Finasteride Prevents Low-Grade Prostate Cancers, but Does Not Reduce Mortality
Am Fam Physician. 2013 Dec 1;88(11):744.
Does the use of finasteride (Propecia) affect overall mortality or grade-specific survival rates following a diagnosis of prostate cancer?
Although finasteride prevents low-grade prostate tumors, it does not affect overall survival or survival after prostate cancer diagnosis. Although high-grade cancers were more common among men taking finasteride, up to 18 years of follow-up failed to show increased mortality in this group. The only potential advantage to using finasteride is that the lower rate of low-grade cancers may reduce the likelihood that men would be treated for a cancer that is highly unlikely to harm them. (Level of Evidence = 1b)
The original Prostate Cancer Prevention Trial (PCPT) randomized 18,880 men from 221 sites (median age = 63 years) to receive 5 mg of finasteride per day or placebo.

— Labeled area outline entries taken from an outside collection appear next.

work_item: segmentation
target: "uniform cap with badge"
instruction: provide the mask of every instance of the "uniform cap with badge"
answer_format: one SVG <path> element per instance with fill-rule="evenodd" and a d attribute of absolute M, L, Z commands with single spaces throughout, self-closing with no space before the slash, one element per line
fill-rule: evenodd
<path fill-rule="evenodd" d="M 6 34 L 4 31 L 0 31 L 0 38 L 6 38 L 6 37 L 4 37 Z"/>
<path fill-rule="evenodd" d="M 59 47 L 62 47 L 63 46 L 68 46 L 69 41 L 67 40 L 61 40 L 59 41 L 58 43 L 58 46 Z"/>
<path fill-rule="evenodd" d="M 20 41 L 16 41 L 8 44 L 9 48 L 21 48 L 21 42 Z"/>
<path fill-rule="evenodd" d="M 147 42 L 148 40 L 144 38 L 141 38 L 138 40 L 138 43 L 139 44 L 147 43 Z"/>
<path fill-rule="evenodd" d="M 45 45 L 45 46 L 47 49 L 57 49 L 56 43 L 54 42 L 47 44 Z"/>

The men were followed at regular intervals via office visits and telephone calls, and underwent annual prostate-specific antigen tests and digital rectal examinations. Biopsy was recommended for patients with prostate-specific antigen levels higher than 4.0 ng per mL (4.0 mcg per L) and for those with an abnormal rectal examination result. Histologic confirmation classified cancer as low grade (Gleason score = 2 to 6) or high grade (Gleason score = 7 to 10). Previously published PCPT results showed that finasteride decreased the relative risk of prostate cancer by 24.8%, but increased the risk of high-grade prostate tumors by 26.9% compared with placebo.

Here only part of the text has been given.